Leggendo i giornali in questi ultimi giorni ero frastornato: il numero degli occupati era cresciuto o era aumentata la disoccupazione? I due fenomeni sono ovviamente contrastanti e non possono coesistere.

Alcuni commenti si spingevano addirittura ad attribuire il merito di questo incremento dell’occupazione al Jobs Act, dimenticando che nessuna riforma dei contratti di lavoro è in grado di produrre da sola un aumento del tasso di occupazione. Prova ne sia la Spagna che, dopo aver approvato nel 2010 la sua riforma del mercato del lavoro, ha visto il tasso di disoccupazione crescere (dal 19,9% del 2010 al 26,1% del 2013) e non aumentare il tasso di occupazione (passato dal 62,8% del 2010 al 58,6% nel 2013).

Quindi la prima cosa seria da fare è prendere atto dei dati Istat ed ammettere che una riforma (come il Jobs Act) non può portare in modo rapido benefici quali quelli attribuitigli.

Le polemiche scatenate da questo balletto di cifre ha, però, fatto passare in secondo il fatto che il mercato del lavoro italiano sembra comprimere sempre più la fascia di età dei lavoratori occupati. Da una parte, infatti, abbiamo i giovani il cui tasso di disoccupazione cresce in modo inesorabile; dall’altro c’è il dramma dell’espulsione dal mondo produttivo degli Over 50.

Insomma, l’Italia sembra in grado di assicurare occupazione solo alla fascia di lavoratori che vanno dai 30 ai 49 anni, abbandonando nel contempo i giovani (il futuro del nostro Paese) e la generazione adulta (il presente, poiché chiamati a garantire alla propria famiglia, cioè i genitori anziani ed i figli in cerca di occupazione, quelle tutele un tempo assicurate dallo stato sociale).

Se spesso si parla dei giovani (ma poco si fa: si veda l’insuccesso di “Garanzia Giovani), quasi mai si discute del problema relativo agli Over 50.

Solo di recente Boeri ha iniziato ad affrontare uno degli aspetti del problema relativo ai lavoratori maturi: la rigidità del sistema pensionistico introdotto con il famigerato decreto “Salva Italia, le cui prime vittime sono stati, appunto, gli over 50, divenuti troppo giovani (secondo le nuove regole) per la pensione e troppo vecchi per lavorare.

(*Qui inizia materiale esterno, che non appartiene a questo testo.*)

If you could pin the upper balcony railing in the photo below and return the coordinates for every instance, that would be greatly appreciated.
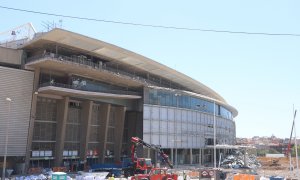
(100, 66)
(86, 88)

Si tratta di una generazione che sta sperimentando (in un assordante silenzio) una inaspettata povertà, aggravata dalla mancanza di prospettive.

Un ripensamento della riforma pensionistica è, quindi, non solo necessario, ma anche giusto, purché ciò avvenga in modo diametralmente opposto a quella del 2011.

Allora perché non provare ad imitare esempi di paesi che hanno attuato una riforma delle pensioni senza provocare quei drammi (si pensi agli “esodati”) che si sono verificati dal 2012 in Italia? Ad esempio, nel 2011 (in epoca coeva al “Salva Italia”) il Regno Unito ha modificato il proprio sistema pensionistico del 1995, facendolo precedere da un Call for Evidence che ha portato ad un esame ponderato sugli effetti e sui possibili impatti negativi del cambiamento. A ciò è seguita l’individuazione di rimedi di carattere eminentemente pratico, cosicché il prolungamento della vita attiva non divenisse un mero slogan imposto per legge ai lavoratori, ma un percorso condiviso tra datori e prestatori di lavoro.

Quindi, prima di intervenire nuovamente sul sistema pensionistico, sarebbe necessario:
– quantificare esattamente (non come ai tempi del ministro Fornero) quali e quanti sarebbero i soggetti interessati dalla riforma;
– indicare i costi, non solo economici, ma soprattutto sociali delle modifiche (così da evitare altri drammi come gli “esodati”);
– diffondere una cultura di prolungamento della vita lavorativa;
– cercare di agevolare ciò con l’utilizzo di strumenti di flessibilità, quali il part-time, il job sharing, l’home working per i lavoratori maturi;
– attribuire al lavoratore over 50 il ruolo di tutor per l’ingresso di nuova forza lavoro e per un graduale “passaggio delle consegne”.

Pietra angolare di tutto ciò è il Life-Long Learning, cioè l’apprendimento lungo tutto l’arco della vita: solo con un costante aggiornamento professionale è possibile assicurare ai lavoratori over 50 una costante adattabilità ai cambiamenti di prodotto o di processo ed alle innovazioni, garantendone così una longevità professionale.

La flessibilità nel raggiungimento della pensione, insomma, non può essere l’unico strumento su cui intervenire.